"""Model router — per-agent small-model selection by logical profile.

Each agent declares a *profile* in its manifest (``tiny`` | ``fast`` |
``balanced`` | ``strong``).  The router resolves that profile to a concrete
model name, endpoint, and decoding config, and hands back a ready provider.
This is the single place per-agent model selection happens, so:

  - swapping a profile to a different small model is a one-line config change;
  - a scenario can mix a ``tiny`` worker with a ``strong`` judge for free;
  - the rest of the engine never names a model.

The live path is the only product path: profiles resolve to concrete models and
the router calls them over the gateway.  The ``offline`` flag is a *test seam* —
when set it serves a :class:`DeterministicTinyModel` for every profile so the
suite runs with zero inference and full reproducibility (the deterministic
"mock data").  Production never sets it; ``Registry.build_router`` requires live
credentials and refuses to construct a stub router.  See ADR-0010.

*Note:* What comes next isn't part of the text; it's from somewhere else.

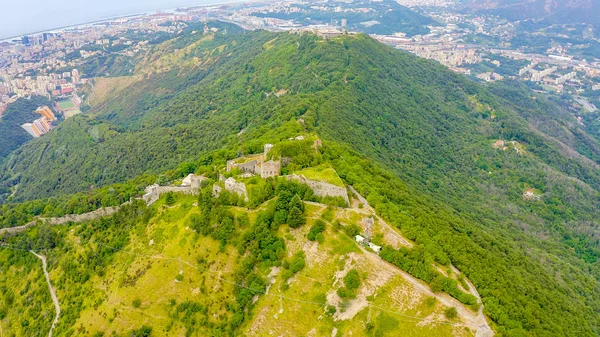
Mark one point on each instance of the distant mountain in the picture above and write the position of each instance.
(542, 11)
(494, 180)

On the live path the concrete transport is the :class:`LiteLLMProvider` gateway
(ADR-0015): profiles point at the OpenAI-compatible Modal/vLLM endpoints in
``modal/`` and the gateway reports real per-call cost into the Governor.  The
routing abstraction here is unchanged — only how a model is *called* moved.
"""

from __future__ import annotations

from dataclasses import dataclass, field

from src import observability as obs
from src.core.manifest import ModelProfile, resolve_model
from src.models.provider import DeterministicTinyModel, ModelProvider

# Decoding defaults per profile.  Smaller models stay cooler and shorter; the
# balanced/strong tiers are reasoning models (they think before answering, and the
# thinking counts against max_tokens), so they get real room or they truncate
# mid-thought and emit an empty answer.  Override per-profile via config/models.yaml.
_PROFILE_DECODING: dict[str, dict[str, float | int]] = {
    "tiny": {"temperature": 0.7, "max_tokens": 192},
    "fast": {"temperature": 0.9, "max_tokens": 320},
    "balanced": {"temperature": 0.8, "max_tokens": 768},
    "strong": {"temperature": 0.6, "max_tokens": 1024},
}


@dataclass
class ProfileSpec:
    """Concrete binding for one logical profile.

    ``kind`` selects the transport: ``"litellm"`` (the default) calls the model over an
    OpenAI-compatible HTTP endpoint; ``"local"`` runs a ``transformers`` model in-process
    on the host GPU (the ``local`` backend — no ``base_url``/``api_key``). The router sets
    it from the resolved backend; everything else about a spec is shared.
    """

    model: str
    base_url: str | None = None
    api_key: str | None = None
    temperature: float = 0.8
    max_tokens: int = 256
    kind: str = "litellm"


@dataclass
class ModelRouter:
    """Resolves a logical model profile to a concrete provider, with caching.

    Construct with explicit ``specs`` (e.g. from a validated config) or call
    :meth:`from_env` to derive them from ``MODEL_TINY`` / ``MODEL_FAST`` /
    ``MODEL_BALANCED`` / ``MODEL_STRONG`` (falling back to the catalogue default
    for each tier — see :func:`~src.core.manifest.resolve_model`).
    """

    specs: dict[str, ProfileSpec] = field(default_factory=dict)
    # Test seam only: serve the deterministic stub for every profile. Production
    # never sets this (Registry.build_router requires live credentials).
    offline: bool = False
    _cache: dict[str, ModelProvider] = field(default_factory=dict, init=False, repr=False)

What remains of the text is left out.